This paper presents a mixed-signal neuromorphic accelerator architecture designed for accelerating inference with event-based neural network models. This fully CMOS-compatible accelerator utilizes analog computing to emulate synapse and neuron operations. A C2C ladder structure implements synapses, while operational amplifiers (op-amps) are used to realize neuron functions. To enhance hardware resource utilization and power efficiency, we introduce the concept of a virtual neuron, where a single neuron engine emulates a set of model neurons, leveraging the sparsity inherent in event-based neuromorphic systems. Additionally, we propose a memory-based control technique to manage events in each layer, which improves performance while maintaining the flexibility to support various layer types. We also introduce an integer linear programming (ILP)-based mapping approach for efficiently allocating the model onto the proposed accelerator. The accelerator is a general-purpose neuromorphic platform capable of executing linear and convolutional neural models. The effectiveness of the proposed architecture is evaluated using two specially designed neuromorphic accelerators and two event-based datasets. The results show that the proposed architecture achieves 12.1 TOPS/W energy efficiency when accelerating a model trained on CIFAR10-DVS.

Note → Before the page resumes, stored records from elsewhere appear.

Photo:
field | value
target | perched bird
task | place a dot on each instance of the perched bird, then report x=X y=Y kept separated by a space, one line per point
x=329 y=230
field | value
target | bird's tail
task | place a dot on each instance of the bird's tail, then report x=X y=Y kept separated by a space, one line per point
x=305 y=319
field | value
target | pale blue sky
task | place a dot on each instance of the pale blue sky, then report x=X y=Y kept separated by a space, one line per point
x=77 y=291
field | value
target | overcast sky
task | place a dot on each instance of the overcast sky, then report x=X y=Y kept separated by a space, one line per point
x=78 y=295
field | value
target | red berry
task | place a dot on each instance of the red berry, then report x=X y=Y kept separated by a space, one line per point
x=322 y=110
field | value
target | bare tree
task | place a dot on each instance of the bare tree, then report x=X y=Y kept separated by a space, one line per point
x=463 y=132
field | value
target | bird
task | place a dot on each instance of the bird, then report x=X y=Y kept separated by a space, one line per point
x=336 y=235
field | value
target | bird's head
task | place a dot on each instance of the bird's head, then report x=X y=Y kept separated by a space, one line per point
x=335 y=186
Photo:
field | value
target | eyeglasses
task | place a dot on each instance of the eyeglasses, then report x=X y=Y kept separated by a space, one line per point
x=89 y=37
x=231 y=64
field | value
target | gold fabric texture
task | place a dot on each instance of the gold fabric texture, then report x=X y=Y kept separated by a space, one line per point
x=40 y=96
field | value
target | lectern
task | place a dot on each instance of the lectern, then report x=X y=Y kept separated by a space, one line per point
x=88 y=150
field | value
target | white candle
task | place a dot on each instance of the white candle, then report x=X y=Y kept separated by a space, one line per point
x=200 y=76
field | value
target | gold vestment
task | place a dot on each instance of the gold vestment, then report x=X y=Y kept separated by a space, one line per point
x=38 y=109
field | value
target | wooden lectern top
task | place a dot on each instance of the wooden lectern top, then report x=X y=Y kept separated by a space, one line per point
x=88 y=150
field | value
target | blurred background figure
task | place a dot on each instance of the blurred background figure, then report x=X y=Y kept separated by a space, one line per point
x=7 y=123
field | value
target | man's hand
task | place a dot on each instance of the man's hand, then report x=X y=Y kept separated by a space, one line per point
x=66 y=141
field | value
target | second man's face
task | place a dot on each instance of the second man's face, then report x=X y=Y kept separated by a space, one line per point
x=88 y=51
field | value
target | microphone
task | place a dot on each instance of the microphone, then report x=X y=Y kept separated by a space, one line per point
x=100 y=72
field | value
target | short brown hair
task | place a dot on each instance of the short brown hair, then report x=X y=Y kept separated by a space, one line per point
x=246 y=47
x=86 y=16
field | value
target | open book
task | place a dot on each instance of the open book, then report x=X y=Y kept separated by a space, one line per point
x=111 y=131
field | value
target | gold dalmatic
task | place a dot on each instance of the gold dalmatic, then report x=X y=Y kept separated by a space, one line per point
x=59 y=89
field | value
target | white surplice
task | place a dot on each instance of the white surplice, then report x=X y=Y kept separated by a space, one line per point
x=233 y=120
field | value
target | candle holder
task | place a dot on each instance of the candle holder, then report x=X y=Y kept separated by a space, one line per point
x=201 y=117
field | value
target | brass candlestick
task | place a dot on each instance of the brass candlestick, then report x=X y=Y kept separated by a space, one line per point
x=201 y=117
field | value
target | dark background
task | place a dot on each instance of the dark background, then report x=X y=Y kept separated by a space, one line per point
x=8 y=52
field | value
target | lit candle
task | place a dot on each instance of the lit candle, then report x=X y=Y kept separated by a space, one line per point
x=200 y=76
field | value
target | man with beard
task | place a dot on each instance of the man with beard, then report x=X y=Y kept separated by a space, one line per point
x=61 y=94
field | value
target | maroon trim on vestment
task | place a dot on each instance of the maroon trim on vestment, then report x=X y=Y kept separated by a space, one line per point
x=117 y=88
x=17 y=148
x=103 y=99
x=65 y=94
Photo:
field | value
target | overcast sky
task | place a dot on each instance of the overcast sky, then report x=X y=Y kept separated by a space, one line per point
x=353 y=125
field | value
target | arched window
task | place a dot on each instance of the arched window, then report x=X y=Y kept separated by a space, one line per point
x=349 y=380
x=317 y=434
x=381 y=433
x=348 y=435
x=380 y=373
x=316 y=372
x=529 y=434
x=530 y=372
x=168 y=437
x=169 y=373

翻译：本文提出一种混合信号神经形态加速器架构，专为加速基于事件的神经网络模型推理而设计。该加速器完全兼容CMOS工艺，利用模拟计算来模拟突触和神经元操作。其中，突触通过C2C梯形结构实现，而神经元功能则通过运算放大器实现。为提高硬件资源利用率和能效，我们引入虚拟神经元概念，即单个神经元引擎通过利用事件驱动神经形态系统固有的稀疏性，来模拟一组模型神经元。此外，我们提出一种基于存储器的控制技术来管理每层的事件，该技术在保持支持多种层类型灵活性的同时提升了性能。我们还提出一种基于整数线性规划的映射方法，用于将模型高效部署到所提出的加速器上。该加速器作为通用神经形态平台，能够执行线性和卷积神经模型。我们使用两个专门设计的神经形态加速器和两个基于事件的数据集评估了所提架构的有效性。结果表明，在加速基于CIFAR10-DVS训练的模型时，该架构实现了12.1 TOPS/W的能效。